A narrow-band speech separation method. Detailed introduction (with images and examples) about this work can be found in English or in Chinese.
Speech Separation Performance Comparision with SOTA Speech Separation Methods for 8-Channel 2-Speaker Mixtures
Model | SDR | SI-SDR | NB-PESQ | WB-PESQ |
---|---|---|---|---|
Mixture | 0.18 | 0.00 | 2.05 | 1.6 |
Oracle MVDR [1] | 12.19 | 11.70 | 3.21 | 2.68 |
FaSNet-TAC [2] | 12.81 | 12.26 | 2.92 | 2.49 |
prop. | 13.89 | 13.26 | 3.31 | 2.87 |
[1] https://github.com/Enny1991/beamformers
[2] Yi Luo, Zhuo Chen, Nima Mesgarani, and Takuya Yoshioka.
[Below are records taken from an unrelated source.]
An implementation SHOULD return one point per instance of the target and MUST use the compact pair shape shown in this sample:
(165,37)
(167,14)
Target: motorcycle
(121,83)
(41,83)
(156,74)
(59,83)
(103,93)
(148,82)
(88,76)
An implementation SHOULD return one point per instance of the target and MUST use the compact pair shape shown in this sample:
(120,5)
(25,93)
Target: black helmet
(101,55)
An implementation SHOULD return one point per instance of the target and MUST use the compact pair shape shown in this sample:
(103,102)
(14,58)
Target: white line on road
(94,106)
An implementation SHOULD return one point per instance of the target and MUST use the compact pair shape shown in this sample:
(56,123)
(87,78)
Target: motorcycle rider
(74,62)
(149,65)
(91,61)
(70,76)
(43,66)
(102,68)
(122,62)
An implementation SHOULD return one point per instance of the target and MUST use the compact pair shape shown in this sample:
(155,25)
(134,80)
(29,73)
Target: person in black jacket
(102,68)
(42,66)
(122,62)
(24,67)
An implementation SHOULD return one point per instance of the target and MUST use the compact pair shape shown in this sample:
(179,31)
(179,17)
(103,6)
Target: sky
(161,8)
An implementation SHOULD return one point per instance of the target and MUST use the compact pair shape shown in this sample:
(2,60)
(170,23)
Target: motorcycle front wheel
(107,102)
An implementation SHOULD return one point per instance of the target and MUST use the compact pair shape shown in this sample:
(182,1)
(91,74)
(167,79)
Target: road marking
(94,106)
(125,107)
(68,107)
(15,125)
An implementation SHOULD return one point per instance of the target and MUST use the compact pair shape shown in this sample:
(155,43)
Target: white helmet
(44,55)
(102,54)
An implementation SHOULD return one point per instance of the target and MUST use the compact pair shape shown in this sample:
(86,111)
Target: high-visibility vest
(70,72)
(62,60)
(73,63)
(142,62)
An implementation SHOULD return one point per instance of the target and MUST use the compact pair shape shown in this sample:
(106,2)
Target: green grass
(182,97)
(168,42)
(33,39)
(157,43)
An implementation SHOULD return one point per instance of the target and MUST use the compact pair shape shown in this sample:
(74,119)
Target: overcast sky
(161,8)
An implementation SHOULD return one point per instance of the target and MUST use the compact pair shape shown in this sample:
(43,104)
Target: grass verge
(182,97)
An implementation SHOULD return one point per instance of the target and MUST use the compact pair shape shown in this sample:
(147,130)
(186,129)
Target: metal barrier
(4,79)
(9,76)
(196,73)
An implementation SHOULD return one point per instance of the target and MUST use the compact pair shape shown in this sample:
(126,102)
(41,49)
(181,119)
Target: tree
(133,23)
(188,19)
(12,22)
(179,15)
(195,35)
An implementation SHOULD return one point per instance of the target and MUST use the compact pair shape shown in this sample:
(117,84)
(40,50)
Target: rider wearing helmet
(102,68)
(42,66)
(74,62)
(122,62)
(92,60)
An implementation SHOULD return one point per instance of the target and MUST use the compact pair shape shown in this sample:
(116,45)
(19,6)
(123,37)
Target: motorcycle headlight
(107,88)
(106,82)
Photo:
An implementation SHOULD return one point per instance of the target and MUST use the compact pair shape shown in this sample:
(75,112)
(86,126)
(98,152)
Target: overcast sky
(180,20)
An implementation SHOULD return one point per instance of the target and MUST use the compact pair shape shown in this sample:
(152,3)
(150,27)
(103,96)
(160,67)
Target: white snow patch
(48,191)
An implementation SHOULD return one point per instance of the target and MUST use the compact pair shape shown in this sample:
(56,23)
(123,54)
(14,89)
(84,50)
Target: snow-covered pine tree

End-to-end Microphone Permutation and Number Invariant Multi-channel Speech Separation. In ICASSP 2020.
# TorchMetrics
pip install torchmetrics[audio]>=0.7.0
# PytorchLightning (version 1.5)
pip install pytorch-lightning>=1.5.1
# jsonargparse
pip install jsonargparse[signatures]>=4.1.4
# gpuRIR: check https://github.com/DavidDiazGuerra/gpuRIR
Generate rirs using configs/rir_cfg_3.json
, and the generated rirs are placed in dataset/rir_cfg_3
.
python generate_rirs.py
Train NBSS on the 0-th GPU with config file configs/ifp/fit-WavForm.yaml
(replace the rir & clean speech dir before training).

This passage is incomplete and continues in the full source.